Open n-kremeris opened 1 year ago
On Thu, Aug 17, 2023 at 06:34:49AM -0700, Norbert Kremeris wrote:
I can confirm that it boots fine when used with Litex sim when the rocket is regenerated with the following configurations:
class LitexConfig_linux_1_1 extends Config( new WithNBigCores(1) ++ new WithEdgeDataBits(64) ++ new WithInclusiveCache() ++ new BaseLitexConfig )
class LitexConfig_linux_1_2 extends Config( new WithNBigCores(1) ++ new WithEdgeDataBits(128) ++ new WithInclusiveCache() ++ new BaseLitexConfig )
I have a very stupid, basic question: how did you "connect" the
L2 InclusiveCache and RocketChip sources? I.e., where did you copy
the rocket-chip-inclusive-chache git repo w.r.t. the rocket-chip repo,
and what (if any) files did you edit to "link" them, before adding
"WithInclusiveCache()" to your chosen class in
rocket-chip/src/main/scala/system/Configs.scala
and running the verilog generation/elaboration, presumably via make ... CONFIG=...
?
I have a very stupid, basic question: how did you "connect" the L2 InclusiveCache and RocketChip sources? I.e., where did you copy the rocket-chip-inclusive-chache git repo w.r.t. the rocket-chip repo, and what (if any) files did you edit to "link" them, before adding "WithInclusiveCache()" to your chosen class in rocket-chip/src/main/scala/system/Configs.scala and running the verilog generation/elaboration, presumably via
make ... CONFIG=...
?
I have added it loosely following Chipyard's examples. I have checked out the inclusive cache repository in rocket-chip/src/main/scala/rocket-chip-inclusive-cache, and I have added the withInclusiveCache()

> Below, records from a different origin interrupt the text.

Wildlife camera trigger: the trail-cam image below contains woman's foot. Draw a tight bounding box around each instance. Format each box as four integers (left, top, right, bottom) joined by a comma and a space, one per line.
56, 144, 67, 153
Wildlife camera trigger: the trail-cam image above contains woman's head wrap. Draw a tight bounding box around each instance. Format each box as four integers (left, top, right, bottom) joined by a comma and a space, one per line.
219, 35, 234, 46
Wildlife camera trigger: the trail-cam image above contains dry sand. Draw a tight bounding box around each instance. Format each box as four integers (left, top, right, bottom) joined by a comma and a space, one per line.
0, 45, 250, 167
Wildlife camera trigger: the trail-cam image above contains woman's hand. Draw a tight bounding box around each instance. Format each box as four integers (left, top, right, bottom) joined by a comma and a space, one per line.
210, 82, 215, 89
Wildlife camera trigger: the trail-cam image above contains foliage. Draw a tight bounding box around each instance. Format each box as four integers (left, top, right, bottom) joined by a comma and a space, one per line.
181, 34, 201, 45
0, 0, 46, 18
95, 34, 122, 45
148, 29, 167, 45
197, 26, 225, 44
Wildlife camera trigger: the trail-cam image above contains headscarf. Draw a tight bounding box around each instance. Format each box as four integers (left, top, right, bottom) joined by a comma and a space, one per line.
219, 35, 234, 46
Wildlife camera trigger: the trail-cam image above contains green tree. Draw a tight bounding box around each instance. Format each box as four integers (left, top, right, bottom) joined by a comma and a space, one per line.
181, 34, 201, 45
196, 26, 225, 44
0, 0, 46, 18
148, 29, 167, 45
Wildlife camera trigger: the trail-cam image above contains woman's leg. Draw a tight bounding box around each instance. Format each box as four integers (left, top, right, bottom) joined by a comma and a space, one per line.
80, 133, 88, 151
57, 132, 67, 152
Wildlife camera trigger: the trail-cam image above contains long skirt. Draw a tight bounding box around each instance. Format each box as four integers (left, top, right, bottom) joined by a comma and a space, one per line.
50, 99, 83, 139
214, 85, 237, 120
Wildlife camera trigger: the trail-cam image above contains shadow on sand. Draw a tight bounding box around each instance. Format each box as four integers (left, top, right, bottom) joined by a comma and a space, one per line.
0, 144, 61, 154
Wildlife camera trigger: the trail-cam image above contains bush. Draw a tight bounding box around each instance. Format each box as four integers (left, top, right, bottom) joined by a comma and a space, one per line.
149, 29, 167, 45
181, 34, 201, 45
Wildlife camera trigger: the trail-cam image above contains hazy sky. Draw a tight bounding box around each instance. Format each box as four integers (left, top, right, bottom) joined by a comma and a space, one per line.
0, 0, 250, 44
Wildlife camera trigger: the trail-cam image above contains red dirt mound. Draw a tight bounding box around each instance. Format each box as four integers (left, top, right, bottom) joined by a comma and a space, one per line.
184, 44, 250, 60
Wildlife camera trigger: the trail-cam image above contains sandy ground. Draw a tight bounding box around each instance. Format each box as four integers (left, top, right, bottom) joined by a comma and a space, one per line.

mixin to the relevant Litex configurations inside system/Configs.scala as shown on the first post:
class LitexConfig_linux_1_1 extends Config(
new WithNBigCores(1) ++
new WithEdgeDataBits(64) ++
new WithInclusiveCache() ++
new BaseLitexConfig
)
class LitexConfig_linux_1_2 extends Config(
new WithNBigCores(1) ++
new WithEdgeDataBits(128) ++
new WithInclusiveCache() ++
new BaseLitexConfig
)
To be sure, I also deleted the generated-src
folder that is included in pythondata-cpu-rocket.
I can confirm that the L2 cache is definitely included when building both the internal rocketchip emulator and when running the verilog regenerate code in Litex's update.sh
(the compilation output shows the L2 connections being made and it is included in the generated internal DTS, the L2 exists in the verilog, flushing via a flush register works). From my understanding, there should be no additional modifications required for the cache to work (it should be able to directly replace the rocketchips L2 coherence Broadcast Hub).
To change the configuration, i edited the top level Makefrag
file 9 CONFIG ?= $(CFG_PROJECT).DefaultConfig
(or, as you mentioned, the configuration can be passed to the simulator via make directly)
I did not have to edit any other files inside the RocketChip sources.
Something to note is that without the L2 cache, targeting digilent nexys video, both cpu-mem-width 1 and 2 work fine.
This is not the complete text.